La redécouverte d’autrices longtemps oubliées et la réappropriation du « matrimoine » littéraire ne relèvent pas d’un effet de mode, mais d’un mouvement de fond, à la croisée de démarches historiques, scientifiques et culturelles. De nombreux acteurs normands y contribuent d’ailleurs activement, preuve que l’invisibilisation des écrivaines est un enjeu fondamental.
L’Institut Mémoires de l’édition contemporaine (IMEC) s’inscrit pleinement dans cette dynamique. L’intégration récente à son fonds des archives des éditions des Femmes-Antoinette Fouque marque une étape importante dans la reconnaissance de cet héritage.
Pour mémoire, cinq ans après avoir cofondé le Mouvement de libération des femmes, Antoinette Fouque crée en 1973 les éditions des Femmes, avec pour ambition de « mettre l’accent sur la force créatrice des femmes » et de rendre visible cette moitié de l’humanité longtemps marginalisée.
Des voix à faire entendre
D’autres initiatives complètent ce travail de valorisation : les ressources et actions portées par Normandie Livre & Lecture autour de figures telles que Lucie Delarue-Mardrus, la comtesse de Ségur ou Françoise Sagan, ainsi que les projets à venir consacrés à Rose Harel, poétesse et servante de Lisieux. La Poétothèque sonore développée par La Factorie contribue également à faire entendre les voix de poétesses normandes, du XIe siècle à nos jours.

La place des créatrices dans le champ littéraire demeure encore aujourd’hui un sujet.
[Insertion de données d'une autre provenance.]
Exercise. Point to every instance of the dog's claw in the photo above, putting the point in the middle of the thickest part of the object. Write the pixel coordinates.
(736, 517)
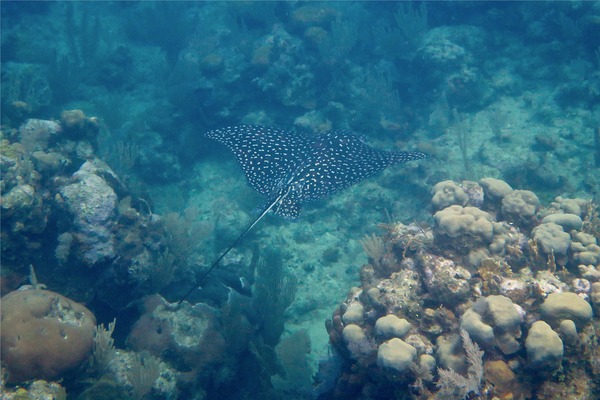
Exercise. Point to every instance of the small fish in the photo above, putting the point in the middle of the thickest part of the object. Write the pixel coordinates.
(290, 169)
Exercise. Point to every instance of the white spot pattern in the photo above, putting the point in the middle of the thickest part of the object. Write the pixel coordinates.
(313, 166)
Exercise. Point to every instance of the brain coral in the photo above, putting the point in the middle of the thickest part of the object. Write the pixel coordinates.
(465, 222)
(520, 206)
(448, 193)
(44, 334)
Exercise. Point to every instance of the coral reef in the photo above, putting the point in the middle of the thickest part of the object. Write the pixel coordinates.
(44, 335)
(497, 284)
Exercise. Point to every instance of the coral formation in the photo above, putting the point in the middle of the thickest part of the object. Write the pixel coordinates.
(44, 334)
(496, 283)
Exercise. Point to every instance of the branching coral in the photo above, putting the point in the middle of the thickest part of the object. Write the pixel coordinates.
(452, 385)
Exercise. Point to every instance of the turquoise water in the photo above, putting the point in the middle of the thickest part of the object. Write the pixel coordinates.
(507, 90)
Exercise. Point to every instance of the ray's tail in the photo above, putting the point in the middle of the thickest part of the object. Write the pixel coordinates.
(234, 244)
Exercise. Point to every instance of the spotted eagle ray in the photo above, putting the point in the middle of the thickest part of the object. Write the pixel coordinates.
(290, 169)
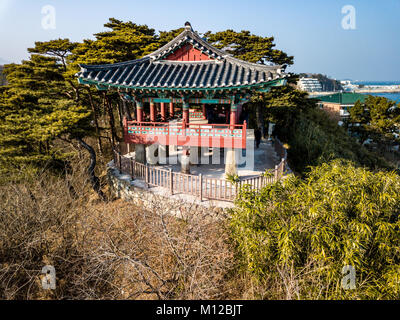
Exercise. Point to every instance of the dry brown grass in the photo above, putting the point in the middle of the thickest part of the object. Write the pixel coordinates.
(105, 250)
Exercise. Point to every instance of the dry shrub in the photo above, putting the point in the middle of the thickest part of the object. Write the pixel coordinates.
(105, 250)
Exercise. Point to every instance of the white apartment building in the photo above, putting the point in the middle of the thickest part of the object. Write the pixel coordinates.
(309, 85)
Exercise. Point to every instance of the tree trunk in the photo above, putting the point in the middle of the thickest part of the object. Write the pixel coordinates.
(125, 109)
(96, 121)
(111, 120)
(260, 118)
(95, 181)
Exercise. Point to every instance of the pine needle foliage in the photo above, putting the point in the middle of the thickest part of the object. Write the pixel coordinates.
(303, 232)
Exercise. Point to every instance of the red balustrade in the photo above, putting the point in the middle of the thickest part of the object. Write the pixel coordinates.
(181, 134)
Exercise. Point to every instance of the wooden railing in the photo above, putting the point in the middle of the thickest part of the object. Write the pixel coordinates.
(195, 185)
(186, 134)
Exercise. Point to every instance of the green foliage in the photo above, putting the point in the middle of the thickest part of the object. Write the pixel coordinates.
(314, 138)
(377, 119)
(305, 231)
(34, 112)
(249, 47)
(125, 41)
(233, 178)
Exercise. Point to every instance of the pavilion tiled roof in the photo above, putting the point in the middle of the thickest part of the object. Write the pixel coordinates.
(155, 72)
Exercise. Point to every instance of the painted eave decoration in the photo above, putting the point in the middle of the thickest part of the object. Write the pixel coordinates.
(187, 62)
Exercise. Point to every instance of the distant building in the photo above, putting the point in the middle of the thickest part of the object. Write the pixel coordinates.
(337, 105)
(348, 86)
(309, 85)
(2, 77)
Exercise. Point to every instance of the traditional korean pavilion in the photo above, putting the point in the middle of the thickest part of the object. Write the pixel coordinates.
(186, 73)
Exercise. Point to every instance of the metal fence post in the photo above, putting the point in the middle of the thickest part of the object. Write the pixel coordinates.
(146, 178)
(201, 186)
(171, 182)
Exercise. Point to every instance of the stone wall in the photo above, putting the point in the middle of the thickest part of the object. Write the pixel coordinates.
(157, 198)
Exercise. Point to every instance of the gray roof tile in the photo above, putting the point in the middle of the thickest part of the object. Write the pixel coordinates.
(153, 71)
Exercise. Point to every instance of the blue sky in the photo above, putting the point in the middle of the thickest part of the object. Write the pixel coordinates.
(311, 30)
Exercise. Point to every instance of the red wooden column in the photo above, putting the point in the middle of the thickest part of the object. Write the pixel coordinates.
(163, 112)
(139, 111)
(152, 112)
(233, 114)
(185, 112)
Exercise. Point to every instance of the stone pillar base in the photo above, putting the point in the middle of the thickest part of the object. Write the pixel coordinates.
(163, 154)
(140, 153)
(185, 161)
(231, 161)
(152, 154)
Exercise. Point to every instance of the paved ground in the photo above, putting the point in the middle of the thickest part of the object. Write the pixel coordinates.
(264, 158)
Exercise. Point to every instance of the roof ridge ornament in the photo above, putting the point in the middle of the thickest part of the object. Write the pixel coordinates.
(188, 26)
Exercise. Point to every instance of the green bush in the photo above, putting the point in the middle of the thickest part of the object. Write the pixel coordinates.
(314, 138)
(294, 237)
Parce que comptabiliser permet d’agir pour corriger les inégalités, l’association HF+ Normandie réalise une analyse de la place des femmes dans les programmations des manifestations littéraires dans la région. Des outils de mobilisation existent déjà, autour de la rémunération notamment. Des ressources comme celles proposées par la Charte des auteurs et illustrateurs jeunesse autour de l’art de la négociation constituent des leviers essentiels pour renforcer l’égalité professionnelle.
Une autre question concerne la place des femmes dans les équipes professionnelles. Si les bibliothèques constituent aujourd’hui un milieu largement féminisé – près des deux tiers des postes y sont occupés par des femmes –, le métier de bibliothécaire est historiquement masculin. Les femmes n’y ont véritablement accédé qu’au début du XXe siècle. Interroger ce passé permet de mieux comprendre la répartition actuelle des fonctions et de questionner les stéréotypes de genre encore à l’œuvre. Quelle place pour les hommes au-delà du numérique, de la bande dessinée ou de la musique ? Les femmes sont-elles surreprésentées dans les domaines de la jeunesse ou de la médiation?
Sophie Noël
Une journée professionnelle dédiée
Les questions liées à l’égalité femmes-hommes dans le secteur du livre seront approfondies lors d’une journée professionnelle sur le sujet, organisée le 28 mai 2026 par Normandie Livre & Lecture, dans le cadre d’Époque (en partenariat avec l’ABF Normandie et HF+ Normandie).